Squalify's platform is designed to help organizations model risk across subsidiaries, run simulations on the impact of new controls, and deliver concise, visual board reporting. Pichardo emphasized the importance of aligning security and business outcomes: 'We help leaders go beyond checklists and into financial strategy by giving them the ability to express cyber risk in the same terms used by the CFO and board: dollars, probabilities, and business impact.'
Henry Meds, Squalify's first U.S. customer, uses these insights to align security investments with business continuity, patient trust, and regulatory expectations—demonstrating measurable progress to their board. As Brian Cook, senior IT & security manager at Henry Meds, puts it: 'It's the first time I've been able to show my Executive Board, with confidence, that we're focused on the right threats and making measurable progress.'
Features That Matter to the C-Suite
Multi-entity risk management lets large organizations assess and compare risk across subsidiaries—key for groups operating in highly regulated sectors. Decision simulations allow CISOs to model how new investments or business moves might alter the company's risk profile. Executive dashboards translate complex technical data into clear, actionable insights for leadership.

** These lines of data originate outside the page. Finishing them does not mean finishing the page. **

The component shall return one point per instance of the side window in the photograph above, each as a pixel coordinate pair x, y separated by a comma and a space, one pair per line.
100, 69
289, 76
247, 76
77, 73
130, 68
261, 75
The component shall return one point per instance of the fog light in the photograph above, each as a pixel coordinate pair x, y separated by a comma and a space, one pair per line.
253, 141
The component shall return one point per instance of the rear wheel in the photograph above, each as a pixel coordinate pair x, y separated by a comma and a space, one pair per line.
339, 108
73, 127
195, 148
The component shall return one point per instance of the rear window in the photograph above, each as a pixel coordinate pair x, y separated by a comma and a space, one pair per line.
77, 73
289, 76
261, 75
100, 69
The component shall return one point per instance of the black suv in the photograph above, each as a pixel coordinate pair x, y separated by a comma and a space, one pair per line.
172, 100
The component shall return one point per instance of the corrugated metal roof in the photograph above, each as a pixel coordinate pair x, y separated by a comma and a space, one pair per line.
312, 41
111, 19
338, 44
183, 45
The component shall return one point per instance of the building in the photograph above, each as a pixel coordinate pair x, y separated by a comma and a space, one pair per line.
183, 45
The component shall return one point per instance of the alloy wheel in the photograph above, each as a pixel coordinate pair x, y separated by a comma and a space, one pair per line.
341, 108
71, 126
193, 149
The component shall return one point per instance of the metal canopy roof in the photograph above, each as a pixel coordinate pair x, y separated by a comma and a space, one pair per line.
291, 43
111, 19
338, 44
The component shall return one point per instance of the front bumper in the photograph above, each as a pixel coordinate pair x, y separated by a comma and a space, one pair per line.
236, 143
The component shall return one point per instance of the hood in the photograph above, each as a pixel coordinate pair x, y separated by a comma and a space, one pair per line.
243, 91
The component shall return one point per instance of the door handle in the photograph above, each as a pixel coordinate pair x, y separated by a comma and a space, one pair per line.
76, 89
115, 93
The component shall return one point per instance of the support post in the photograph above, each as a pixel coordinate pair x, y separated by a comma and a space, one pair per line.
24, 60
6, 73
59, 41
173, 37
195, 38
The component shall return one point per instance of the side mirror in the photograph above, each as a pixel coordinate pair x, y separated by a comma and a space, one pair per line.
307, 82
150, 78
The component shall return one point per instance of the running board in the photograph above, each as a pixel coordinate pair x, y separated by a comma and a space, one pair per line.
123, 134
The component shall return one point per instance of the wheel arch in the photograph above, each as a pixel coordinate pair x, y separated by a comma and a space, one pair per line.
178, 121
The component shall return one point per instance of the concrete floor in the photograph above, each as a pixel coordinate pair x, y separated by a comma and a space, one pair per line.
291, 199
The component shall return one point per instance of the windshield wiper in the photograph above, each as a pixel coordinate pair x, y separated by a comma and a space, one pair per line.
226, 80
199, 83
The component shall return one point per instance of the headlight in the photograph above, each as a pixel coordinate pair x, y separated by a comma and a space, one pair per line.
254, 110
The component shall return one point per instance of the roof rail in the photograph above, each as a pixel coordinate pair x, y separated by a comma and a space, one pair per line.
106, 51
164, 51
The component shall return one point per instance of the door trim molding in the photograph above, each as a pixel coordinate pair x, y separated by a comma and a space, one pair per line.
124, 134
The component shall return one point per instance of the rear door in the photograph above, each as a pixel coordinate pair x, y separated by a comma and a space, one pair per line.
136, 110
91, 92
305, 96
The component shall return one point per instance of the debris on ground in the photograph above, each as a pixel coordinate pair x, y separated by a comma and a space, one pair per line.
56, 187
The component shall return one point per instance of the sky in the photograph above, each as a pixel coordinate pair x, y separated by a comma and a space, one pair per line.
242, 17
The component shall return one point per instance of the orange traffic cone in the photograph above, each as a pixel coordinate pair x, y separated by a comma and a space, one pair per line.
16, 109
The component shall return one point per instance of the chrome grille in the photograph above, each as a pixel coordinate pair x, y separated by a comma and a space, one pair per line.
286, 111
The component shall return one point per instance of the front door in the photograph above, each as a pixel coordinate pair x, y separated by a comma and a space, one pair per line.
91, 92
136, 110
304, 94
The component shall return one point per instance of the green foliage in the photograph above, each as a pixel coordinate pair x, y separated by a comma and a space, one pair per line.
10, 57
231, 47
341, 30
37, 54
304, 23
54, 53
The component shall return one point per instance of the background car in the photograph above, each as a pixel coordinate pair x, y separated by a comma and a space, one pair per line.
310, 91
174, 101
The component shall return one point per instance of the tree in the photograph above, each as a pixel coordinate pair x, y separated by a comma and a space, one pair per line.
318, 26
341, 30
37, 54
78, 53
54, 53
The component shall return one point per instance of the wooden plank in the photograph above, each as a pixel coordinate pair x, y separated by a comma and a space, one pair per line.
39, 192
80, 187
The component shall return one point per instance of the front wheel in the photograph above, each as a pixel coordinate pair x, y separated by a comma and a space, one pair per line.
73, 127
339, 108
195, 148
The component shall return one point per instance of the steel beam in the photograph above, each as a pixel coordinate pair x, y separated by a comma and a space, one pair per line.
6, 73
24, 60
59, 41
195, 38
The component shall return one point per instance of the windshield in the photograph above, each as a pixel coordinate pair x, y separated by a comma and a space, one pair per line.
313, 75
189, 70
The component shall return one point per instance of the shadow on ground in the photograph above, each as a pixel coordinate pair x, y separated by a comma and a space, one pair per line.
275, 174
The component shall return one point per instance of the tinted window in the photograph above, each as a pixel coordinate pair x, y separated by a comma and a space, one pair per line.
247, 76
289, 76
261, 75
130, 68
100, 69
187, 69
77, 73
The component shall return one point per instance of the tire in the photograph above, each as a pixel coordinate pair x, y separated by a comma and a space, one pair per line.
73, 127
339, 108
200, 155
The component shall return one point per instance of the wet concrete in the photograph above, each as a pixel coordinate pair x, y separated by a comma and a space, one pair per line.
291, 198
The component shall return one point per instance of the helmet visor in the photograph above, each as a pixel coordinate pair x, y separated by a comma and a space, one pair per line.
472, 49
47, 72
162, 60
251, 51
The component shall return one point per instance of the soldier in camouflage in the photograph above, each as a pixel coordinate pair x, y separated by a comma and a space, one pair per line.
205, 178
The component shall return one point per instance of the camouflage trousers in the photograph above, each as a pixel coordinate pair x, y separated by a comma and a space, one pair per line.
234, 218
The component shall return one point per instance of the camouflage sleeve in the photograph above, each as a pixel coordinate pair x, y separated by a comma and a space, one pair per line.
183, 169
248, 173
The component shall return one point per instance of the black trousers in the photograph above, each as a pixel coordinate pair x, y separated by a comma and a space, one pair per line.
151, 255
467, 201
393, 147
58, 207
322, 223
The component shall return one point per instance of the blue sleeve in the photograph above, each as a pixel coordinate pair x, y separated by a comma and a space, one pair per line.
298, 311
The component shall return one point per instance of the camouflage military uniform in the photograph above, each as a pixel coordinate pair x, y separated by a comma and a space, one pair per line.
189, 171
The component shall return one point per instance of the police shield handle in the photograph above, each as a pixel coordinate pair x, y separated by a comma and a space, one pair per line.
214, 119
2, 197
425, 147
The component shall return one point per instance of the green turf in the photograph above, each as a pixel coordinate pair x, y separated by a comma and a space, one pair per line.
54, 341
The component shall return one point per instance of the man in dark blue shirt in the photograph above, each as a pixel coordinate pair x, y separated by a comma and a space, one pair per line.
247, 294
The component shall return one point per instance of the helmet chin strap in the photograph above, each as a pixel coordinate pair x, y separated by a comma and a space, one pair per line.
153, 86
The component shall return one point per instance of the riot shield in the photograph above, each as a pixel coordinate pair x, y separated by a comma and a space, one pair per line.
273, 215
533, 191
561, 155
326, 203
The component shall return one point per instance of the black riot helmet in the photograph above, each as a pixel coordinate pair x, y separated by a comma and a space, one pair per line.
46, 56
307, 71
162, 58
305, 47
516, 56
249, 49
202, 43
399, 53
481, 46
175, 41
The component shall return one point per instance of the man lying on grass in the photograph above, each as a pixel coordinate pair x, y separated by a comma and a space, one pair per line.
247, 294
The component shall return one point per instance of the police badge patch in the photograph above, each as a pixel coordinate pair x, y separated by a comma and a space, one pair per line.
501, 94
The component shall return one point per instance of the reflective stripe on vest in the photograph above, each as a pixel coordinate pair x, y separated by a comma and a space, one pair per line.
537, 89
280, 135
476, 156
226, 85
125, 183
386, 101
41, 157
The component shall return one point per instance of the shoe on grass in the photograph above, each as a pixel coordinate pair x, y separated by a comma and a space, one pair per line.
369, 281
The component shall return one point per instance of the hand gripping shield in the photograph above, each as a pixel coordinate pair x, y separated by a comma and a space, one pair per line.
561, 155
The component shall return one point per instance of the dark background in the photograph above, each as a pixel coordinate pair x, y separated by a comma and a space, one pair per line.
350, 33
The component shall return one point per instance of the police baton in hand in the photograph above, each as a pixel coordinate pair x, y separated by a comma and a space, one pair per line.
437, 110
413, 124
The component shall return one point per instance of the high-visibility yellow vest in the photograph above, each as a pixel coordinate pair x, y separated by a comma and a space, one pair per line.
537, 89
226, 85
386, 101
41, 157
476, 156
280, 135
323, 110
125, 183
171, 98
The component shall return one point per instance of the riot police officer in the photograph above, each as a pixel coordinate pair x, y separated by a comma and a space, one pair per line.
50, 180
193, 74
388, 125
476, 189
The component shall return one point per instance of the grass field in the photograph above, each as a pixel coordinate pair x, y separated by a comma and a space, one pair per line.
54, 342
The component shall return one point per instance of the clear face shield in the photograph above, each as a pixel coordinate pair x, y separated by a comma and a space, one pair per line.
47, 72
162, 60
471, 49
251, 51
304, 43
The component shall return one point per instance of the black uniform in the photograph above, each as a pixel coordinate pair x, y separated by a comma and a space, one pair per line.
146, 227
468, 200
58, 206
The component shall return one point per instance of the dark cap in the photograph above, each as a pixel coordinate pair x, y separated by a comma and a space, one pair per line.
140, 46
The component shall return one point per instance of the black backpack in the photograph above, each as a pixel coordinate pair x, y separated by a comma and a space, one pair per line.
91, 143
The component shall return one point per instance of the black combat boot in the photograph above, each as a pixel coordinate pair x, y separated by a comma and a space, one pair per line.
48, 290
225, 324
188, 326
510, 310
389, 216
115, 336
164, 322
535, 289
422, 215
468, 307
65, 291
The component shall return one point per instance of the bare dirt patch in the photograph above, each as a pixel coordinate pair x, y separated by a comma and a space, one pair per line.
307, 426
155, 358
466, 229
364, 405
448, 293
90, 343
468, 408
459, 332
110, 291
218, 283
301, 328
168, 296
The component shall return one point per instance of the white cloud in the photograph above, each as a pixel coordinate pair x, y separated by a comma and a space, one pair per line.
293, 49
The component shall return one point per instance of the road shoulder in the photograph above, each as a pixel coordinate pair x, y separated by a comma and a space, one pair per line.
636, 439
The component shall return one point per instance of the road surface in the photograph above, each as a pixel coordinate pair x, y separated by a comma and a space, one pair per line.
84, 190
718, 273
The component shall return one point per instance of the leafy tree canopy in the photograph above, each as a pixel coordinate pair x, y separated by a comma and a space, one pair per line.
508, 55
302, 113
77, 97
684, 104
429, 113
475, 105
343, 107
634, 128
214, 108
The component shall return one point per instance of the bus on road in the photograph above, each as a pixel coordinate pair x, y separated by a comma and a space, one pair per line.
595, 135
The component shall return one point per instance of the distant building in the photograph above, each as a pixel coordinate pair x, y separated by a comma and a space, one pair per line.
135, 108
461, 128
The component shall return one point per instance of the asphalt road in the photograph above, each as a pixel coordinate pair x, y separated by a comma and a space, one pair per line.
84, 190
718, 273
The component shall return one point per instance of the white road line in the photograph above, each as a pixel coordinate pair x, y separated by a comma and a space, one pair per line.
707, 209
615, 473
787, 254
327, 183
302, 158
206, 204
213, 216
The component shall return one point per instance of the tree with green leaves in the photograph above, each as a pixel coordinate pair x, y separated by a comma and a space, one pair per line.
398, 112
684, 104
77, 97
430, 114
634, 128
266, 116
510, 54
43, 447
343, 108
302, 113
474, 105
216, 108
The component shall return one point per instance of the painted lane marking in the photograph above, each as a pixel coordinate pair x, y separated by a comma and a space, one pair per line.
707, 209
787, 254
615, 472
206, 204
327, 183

For many security leaders, this ability to speak the same language as finance and risk teams is a potential game-changer. It makes cybersecurity not just a technical requirement, but a strategic lever.
Security as a Business Function
This shift is happening as industries from healthcare to manufacturing face greater regulatory and operational risk.
Boards now expect transparency, defensible metrics, and ROI-driven decisions—not just technical assurances. As Pichardo puts it, 'Compliance is necessary, but it's not sufficient. We help CISOs shift from being viewed as a cost center to being recognized as a business enabler.'
Accountability and ROI
The U.S. market is especially primed for this shift. High-profile breaches and increasing regulatory demands are pushing organizations to show that security spending delivers real value. The rise of financial metrics doesn't eliminate risk—but it makes it easier to justify, prioritize, and manage across all levels of leadership.
Cyber risk quantification isn't a silver bullet. But as companies look to move from checklists to strategy, and from compliance to confidence, quantifying cyber risk in dollars may finally allow boards and security leaders to have the same conversation.